Various memory access operations can be performed on the memory cells. Data can be written to, read from, and erased from memory cells. Memory cells can be grouped into a write unit, such as a page. For some types of memory devices, a page is the smallest write unit. A page size represents a particular number of cells of a page. For some types of memory devices (e.g., NAND), memory cells can be grouped into an erase unit, such as a block. Data can be written to a block, page-by-page. Data can be erased at a block level. However, portions of a block cannot be erased.

A Zoned Namespace (ZNS) system is a type of storage architecture used in memory sub-systems that is designed to better align with the characteristics of NAND flash memory and to improve the efficiency of storage management. In a ZNS system, the storage space is divided into zones. Each zone is a contiguous range of logical block addresses (LBAs) that is managed as a single unit. Zones are the basic units of storage management in a ZNS memory sub-system. Each zone is written sequentially, which means that new data can only be appended to the end of the current write pointer within a zone. This sequential write mechanism is in line with the way NAND memory operates, as it avoids the overhead associated with out-of-place updates and garbage collection. Each zone has an associated state machine with a set of states that define its operational characteristics. Common zone states include empty, implicitly opened, explicitly opened, closed, full, read-only, and offline.
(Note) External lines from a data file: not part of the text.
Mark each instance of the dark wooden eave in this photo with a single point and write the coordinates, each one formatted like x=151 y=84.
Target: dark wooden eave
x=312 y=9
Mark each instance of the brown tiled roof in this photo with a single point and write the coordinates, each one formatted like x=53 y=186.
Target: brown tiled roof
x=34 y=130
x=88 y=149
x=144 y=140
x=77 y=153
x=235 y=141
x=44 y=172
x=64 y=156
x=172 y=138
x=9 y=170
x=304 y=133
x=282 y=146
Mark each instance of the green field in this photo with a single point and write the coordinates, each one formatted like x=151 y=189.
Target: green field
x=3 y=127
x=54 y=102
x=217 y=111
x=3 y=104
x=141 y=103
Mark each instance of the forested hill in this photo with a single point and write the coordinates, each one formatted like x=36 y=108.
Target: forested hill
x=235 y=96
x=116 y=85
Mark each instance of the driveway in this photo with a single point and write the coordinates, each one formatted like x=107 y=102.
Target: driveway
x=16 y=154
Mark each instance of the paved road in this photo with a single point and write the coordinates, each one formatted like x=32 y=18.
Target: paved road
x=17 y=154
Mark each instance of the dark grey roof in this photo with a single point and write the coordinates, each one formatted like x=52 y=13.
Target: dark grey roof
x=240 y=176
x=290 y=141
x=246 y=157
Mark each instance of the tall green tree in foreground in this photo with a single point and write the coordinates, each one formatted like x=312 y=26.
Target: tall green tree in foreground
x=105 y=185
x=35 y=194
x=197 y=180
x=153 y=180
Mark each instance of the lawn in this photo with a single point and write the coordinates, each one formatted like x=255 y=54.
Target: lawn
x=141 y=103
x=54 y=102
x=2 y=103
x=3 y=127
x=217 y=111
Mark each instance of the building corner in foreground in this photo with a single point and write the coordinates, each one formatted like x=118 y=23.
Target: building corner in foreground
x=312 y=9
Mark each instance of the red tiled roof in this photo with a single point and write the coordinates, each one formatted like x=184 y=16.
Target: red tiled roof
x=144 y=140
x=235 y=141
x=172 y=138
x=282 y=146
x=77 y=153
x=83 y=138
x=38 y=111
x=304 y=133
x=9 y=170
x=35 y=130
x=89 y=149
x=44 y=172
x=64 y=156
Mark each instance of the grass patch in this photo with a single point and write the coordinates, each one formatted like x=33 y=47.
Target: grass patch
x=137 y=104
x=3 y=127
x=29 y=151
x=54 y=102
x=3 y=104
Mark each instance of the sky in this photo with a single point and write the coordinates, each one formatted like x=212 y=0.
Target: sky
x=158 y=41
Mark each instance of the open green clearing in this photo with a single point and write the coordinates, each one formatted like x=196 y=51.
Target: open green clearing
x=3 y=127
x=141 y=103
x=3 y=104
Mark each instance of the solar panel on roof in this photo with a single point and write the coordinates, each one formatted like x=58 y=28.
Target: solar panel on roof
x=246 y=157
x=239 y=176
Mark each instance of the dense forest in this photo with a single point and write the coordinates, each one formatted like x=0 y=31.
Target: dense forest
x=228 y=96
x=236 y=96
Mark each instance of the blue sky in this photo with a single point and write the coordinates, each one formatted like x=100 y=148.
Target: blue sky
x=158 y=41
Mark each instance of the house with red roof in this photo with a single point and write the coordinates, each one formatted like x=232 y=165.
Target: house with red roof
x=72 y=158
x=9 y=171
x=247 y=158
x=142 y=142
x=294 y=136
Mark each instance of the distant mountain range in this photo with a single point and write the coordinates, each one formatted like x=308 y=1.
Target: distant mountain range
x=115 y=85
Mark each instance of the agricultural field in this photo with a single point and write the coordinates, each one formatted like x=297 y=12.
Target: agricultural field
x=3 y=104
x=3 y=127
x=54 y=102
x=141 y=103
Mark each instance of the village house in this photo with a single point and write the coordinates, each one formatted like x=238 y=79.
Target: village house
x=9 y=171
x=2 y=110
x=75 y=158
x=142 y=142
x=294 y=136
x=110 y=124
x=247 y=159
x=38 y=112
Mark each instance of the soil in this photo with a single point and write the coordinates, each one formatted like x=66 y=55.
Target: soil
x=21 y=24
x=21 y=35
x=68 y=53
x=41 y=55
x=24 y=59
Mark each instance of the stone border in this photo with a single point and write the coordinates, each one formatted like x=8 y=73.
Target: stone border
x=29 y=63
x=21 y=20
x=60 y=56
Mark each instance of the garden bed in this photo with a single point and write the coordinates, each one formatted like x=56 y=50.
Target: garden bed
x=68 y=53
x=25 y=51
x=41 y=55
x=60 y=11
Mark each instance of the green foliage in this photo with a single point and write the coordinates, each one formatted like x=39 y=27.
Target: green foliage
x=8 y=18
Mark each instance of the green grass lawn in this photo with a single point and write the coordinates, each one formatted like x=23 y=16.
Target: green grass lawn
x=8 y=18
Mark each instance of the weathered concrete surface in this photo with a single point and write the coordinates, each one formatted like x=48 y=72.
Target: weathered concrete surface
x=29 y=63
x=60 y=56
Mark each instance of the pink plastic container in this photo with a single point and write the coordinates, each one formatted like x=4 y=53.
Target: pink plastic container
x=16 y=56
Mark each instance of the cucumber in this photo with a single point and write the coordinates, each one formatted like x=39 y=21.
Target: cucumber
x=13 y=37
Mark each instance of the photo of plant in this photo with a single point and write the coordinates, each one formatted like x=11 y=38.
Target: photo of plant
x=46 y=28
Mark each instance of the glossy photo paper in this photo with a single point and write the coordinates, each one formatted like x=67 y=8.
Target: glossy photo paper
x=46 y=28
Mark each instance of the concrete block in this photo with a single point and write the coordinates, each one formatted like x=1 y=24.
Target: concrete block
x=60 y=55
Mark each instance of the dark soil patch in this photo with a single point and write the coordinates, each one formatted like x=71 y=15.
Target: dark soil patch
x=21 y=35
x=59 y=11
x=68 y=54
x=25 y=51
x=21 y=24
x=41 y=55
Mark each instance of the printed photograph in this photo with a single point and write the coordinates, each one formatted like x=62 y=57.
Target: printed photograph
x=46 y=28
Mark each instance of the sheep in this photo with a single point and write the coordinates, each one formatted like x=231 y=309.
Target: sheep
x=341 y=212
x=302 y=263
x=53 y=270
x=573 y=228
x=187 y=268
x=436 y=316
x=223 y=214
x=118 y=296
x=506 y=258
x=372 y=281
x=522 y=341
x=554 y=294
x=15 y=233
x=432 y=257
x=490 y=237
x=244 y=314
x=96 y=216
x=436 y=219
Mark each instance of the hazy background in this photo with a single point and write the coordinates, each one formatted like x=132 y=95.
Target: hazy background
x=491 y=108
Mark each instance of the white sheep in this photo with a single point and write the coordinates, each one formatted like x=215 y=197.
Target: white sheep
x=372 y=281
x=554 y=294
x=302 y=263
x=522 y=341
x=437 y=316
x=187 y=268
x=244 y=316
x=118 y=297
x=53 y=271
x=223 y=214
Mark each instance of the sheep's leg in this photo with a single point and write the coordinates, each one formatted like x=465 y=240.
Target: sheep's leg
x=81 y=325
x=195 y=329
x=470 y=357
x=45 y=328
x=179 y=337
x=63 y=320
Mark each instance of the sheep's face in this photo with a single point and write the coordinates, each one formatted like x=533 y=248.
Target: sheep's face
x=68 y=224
Block sets, each of which includes a pair of blocks, are used in ZNS systems to manage the way data is stored and accessed on NAND memory within NAND memory devices. By grouping blocks into block sets, the ZNS system can more effectively manage the aforementioned variation in number and location of factory bad blocks, pairing good blocks together to increase, ideally maximize usable storage capacity and minimize the impact of bad blocks. A memory sub-system controller (also referred to herein simply as a “controller”) manages the logical to physical mapping of data, and block sets represent a logical grouping that the controller can manage more easily. For example, this logical grouping simplifies the task of tracking which blocks are in use, which are available for writing, and which need to be erased and recycled.

Wear leveling is a technique used in NAND memory devices to prolong the lifespan of NAND memory. Since NAND memory cells can only endure a limited number of program/erase (P/E) cycles before becoming unreliable, wear leveling algorithms distribute the write and erase operations evenly across the memory cells to prevent any single cell from wearing out prematurely.

In ZNS systems, wear leveling is more complex due to the zoned structure of data storage. For example, in ZNS memory devices, wear leveling must account for the sequential write nature of zones. In addition, each zone is written to and erased as a unit, which presents unique challenges for wear leveling in addressing zone states and transitions.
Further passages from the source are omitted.